Spurgeon PS1841
EXPOSITION.
“_They cried, but there was none to save them; even unto the Lord, but he answered them not_.” Prayer is so notable a weapon that even the wicked will take to it in their fits of desperation. Bad men have appealed to God against God’s own servants, but all in vain; the kingdom of heaven is not divided, and God never succours his foes at the expense of his friends. There are prayers to God which are no better than blasphemy, which bring no comfortable reply, but rather provoke the Lord to greater wrath. Shall I ask a man to wound or slay his own child to gratify my malice? Would he not resent the insult against his humanity? How much less will Jehovah regard the cruel desires of the enemies of the church, who dare to offer their prayers for its destruction calling its existence schism, and its doctrine heresy!

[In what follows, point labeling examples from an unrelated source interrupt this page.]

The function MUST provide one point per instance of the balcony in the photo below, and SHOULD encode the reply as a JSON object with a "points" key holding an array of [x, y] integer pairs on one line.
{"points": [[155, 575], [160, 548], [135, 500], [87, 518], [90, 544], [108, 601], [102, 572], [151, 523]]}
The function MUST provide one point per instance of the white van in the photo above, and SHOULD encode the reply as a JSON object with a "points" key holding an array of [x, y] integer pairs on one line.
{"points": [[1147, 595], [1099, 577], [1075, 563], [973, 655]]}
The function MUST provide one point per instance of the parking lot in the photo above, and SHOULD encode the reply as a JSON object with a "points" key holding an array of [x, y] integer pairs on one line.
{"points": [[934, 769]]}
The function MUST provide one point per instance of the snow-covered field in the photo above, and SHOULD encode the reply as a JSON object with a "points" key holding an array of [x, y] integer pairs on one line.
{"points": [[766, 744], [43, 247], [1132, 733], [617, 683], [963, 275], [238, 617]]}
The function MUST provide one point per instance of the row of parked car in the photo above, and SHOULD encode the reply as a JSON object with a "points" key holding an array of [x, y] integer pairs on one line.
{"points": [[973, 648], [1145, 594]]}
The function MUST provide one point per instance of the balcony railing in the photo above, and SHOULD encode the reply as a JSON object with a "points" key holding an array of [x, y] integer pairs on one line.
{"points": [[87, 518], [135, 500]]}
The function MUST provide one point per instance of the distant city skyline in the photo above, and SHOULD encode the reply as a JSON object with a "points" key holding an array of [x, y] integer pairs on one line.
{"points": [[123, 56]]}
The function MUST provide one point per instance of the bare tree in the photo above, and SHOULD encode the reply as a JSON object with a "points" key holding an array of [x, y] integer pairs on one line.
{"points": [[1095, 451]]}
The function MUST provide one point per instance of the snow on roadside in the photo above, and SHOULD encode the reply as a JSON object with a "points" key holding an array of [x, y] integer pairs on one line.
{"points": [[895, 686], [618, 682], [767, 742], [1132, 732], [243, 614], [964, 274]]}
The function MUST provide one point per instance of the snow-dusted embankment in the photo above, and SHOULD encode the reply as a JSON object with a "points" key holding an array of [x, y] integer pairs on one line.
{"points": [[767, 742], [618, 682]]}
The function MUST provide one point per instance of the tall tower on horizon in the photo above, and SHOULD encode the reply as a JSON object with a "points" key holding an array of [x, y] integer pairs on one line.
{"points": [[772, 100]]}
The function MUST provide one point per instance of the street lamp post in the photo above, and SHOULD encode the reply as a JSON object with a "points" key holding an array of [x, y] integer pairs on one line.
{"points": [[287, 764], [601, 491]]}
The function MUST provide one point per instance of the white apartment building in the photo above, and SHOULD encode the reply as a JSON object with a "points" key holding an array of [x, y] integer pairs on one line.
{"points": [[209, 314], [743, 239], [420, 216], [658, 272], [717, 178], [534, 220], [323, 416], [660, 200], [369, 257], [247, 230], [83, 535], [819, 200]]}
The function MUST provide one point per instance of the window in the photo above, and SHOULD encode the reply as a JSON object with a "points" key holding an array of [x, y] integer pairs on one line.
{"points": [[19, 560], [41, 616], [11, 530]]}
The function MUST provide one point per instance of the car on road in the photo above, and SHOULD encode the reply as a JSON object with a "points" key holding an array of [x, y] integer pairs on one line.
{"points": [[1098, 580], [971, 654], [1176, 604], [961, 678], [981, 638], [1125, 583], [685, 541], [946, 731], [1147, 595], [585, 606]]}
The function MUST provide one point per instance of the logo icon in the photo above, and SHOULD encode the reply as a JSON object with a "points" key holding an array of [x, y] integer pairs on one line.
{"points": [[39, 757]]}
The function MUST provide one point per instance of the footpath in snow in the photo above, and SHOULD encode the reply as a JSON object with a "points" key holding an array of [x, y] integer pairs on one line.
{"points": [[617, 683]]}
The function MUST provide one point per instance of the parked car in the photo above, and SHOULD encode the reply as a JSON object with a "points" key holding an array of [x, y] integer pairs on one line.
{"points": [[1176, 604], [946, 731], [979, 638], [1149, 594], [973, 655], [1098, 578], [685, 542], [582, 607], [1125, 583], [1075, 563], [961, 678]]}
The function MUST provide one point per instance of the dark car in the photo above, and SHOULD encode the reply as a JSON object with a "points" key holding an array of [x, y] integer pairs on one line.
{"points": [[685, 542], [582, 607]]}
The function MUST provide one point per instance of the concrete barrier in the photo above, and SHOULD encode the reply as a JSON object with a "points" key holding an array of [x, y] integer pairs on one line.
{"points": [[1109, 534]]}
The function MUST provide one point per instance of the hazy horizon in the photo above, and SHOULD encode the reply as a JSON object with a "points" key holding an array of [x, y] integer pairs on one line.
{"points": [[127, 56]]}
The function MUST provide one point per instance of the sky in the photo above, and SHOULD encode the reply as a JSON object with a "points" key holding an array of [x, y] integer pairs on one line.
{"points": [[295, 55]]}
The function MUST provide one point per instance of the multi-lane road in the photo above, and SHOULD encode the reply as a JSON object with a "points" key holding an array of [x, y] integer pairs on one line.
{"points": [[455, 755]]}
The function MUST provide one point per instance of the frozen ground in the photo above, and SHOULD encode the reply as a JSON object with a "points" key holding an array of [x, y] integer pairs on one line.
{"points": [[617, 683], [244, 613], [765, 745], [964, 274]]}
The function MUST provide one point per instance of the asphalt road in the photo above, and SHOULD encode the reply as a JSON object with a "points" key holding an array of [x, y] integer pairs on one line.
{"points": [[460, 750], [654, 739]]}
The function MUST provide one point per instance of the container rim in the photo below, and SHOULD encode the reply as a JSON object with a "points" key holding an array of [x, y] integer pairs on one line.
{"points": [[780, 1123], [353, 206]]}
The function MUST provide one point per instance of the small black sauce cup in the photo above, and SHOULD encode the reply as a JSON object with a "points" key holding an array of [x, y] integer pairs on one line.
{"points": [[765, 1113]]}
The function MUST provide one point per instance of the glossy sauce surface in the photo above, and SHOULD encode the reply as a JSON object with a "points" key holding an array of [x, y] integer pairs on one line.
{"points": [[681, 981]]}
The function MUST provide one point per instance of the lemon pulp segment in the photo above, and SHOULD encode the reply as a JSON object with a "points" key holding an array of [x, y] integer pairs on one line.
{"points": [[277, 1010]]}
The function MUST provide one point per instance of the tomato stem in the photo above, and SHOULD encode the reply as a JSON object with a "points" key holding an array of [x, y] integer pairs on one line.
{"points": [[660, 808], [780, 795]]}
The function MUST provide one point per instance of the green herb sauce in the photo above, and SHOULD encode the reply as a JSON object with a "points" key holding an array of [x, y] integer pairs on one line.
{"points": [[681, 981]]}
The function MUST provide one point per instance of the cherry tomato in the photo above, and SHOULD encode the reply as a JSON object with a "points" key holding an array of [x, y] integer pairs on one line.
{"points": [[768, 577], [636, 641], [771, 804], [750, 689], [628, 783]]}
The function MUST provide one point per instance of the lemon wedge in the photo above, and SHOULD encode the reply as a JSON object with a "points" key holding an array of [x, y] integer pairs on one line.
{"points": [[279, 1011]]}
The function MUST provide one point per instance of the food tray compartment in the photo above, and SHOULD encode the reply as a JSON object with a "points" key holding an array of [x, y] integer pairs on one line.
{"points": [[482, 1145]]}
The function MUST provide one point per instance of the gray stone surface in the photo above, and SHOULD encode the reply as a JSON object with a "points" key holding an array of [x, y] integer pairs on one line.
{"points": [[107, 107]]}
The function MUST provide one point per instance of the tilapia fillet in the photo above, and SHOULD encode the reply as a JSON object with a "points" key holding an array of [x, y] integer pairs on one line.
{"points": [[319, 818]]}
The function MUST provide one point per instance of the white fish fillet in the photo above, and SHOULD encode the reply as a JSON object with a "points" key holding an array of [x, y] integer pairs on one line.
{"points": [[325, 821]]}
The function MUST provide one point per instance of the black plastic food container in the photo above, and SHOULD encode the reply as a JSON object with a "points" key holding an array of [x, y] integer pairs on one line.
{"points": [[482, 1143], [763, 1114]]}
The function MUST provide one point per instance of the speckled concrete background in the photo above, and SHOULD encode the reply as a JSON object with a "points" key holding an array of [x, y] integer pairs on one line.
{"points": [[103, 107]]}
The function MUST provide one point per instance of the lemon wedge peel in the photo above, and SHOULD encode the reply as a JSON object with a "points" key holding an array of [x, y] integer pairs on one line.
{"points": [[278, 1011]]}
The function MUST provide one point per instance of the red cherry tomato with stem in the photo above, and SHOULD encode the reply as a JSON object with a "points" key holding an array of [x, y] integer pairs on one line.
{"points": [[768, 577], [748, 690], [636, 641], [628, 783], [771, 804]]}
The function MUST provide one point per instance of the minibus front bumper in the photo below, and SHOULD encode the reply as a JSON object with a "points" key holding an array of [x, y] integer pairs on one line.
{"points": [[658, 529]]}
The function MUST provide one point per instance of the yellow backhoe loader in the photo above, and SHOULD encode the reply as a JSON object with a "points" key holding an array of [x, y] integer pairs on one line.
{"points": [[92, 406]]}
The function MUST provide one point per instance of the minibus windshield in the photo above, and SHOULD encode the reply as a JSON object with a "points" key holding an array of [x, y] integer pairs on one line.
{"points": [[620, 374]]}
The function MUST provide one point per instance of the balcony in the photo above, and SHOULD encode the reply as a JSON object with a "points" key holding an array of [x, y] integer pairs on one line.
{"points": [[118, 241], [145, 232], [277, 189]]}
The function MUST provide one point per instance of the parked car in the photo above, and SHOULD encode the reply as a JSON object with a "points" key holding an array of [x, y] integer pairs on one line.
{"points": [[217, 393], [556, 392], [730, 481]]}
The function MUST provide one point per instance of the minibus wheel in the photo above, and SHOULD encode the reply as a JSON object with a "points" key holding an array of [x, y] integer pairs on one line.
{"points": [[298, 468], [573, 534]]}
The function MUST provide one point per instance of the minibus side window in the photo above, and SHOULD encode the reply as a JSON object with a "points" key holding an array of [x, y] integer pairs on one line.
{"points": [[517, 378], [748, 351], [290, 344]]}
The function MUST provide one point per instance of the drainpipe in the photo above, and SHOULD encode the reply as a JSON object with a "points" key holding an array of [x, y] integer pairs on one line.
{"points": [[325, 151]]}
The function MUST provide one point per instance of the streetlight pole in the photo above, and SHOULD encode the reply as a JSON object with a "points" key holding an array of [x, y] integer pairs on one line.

EXPLANATORY NOTES AND QUAINT SAYINGS.
Verse 41.–“_They shall cry, but there shall be none to help them_,” etc. Sad examples enough there are of the truth of this prophecy. Of Esau it is written that he “found no place of repentance, though he sought it carefully with tears.” #Heb 12:17|. Of Antiochus, though he vowed in his last illness, “that also he would become a Jew himself, and go through all the world that was inhabited, and declare the power of God, yet,” continues the historian, “for all this his pains would not cease, for the just judgment of God was come upon him.” 2 Macc. 9:17,18. But most appropriately to this passage, it is written of Saul, “When he enquired of the Lord, the Lord answered him not, neither by dreams nor by Urim, nor by prophets.” #1Sa 28:6|. And therefore, the prophet warns us: “Give glory to the Lord your God, before he cause darkness, and before your feet stumble upon the dark mountains (#Jer 13:16|): as Saul’s feet, indeed, stumbled on the dark mountains of Gilboa. “_Even unto the Lord shall they cry_:” but not, as it has been well remarked, by a Mediator: and so, crying to him in their own name, and by their own merits, they cry in vain.–^John Lorinus (1569-1634), and Remigius (900), quoted by J. M. Neale.
Verse 41.–“_Even unto the Lord_.” As nature prompteth men in an extremity to look up for help; but because it is but the prayer of the flesh for ease, and not of the Spirit for grace, and a good use of calamities, and not but in extreme despair of help elsewhere, therefore God hears them not. In Samuel it is, “They looked, but there was none to save them,” q.d., If they could have made any other shift, God should never have heard of them.–^John Trapp.
HINTS TO PREACHERS.
Verse 41.–Unavailing prayers–on earth and in hell.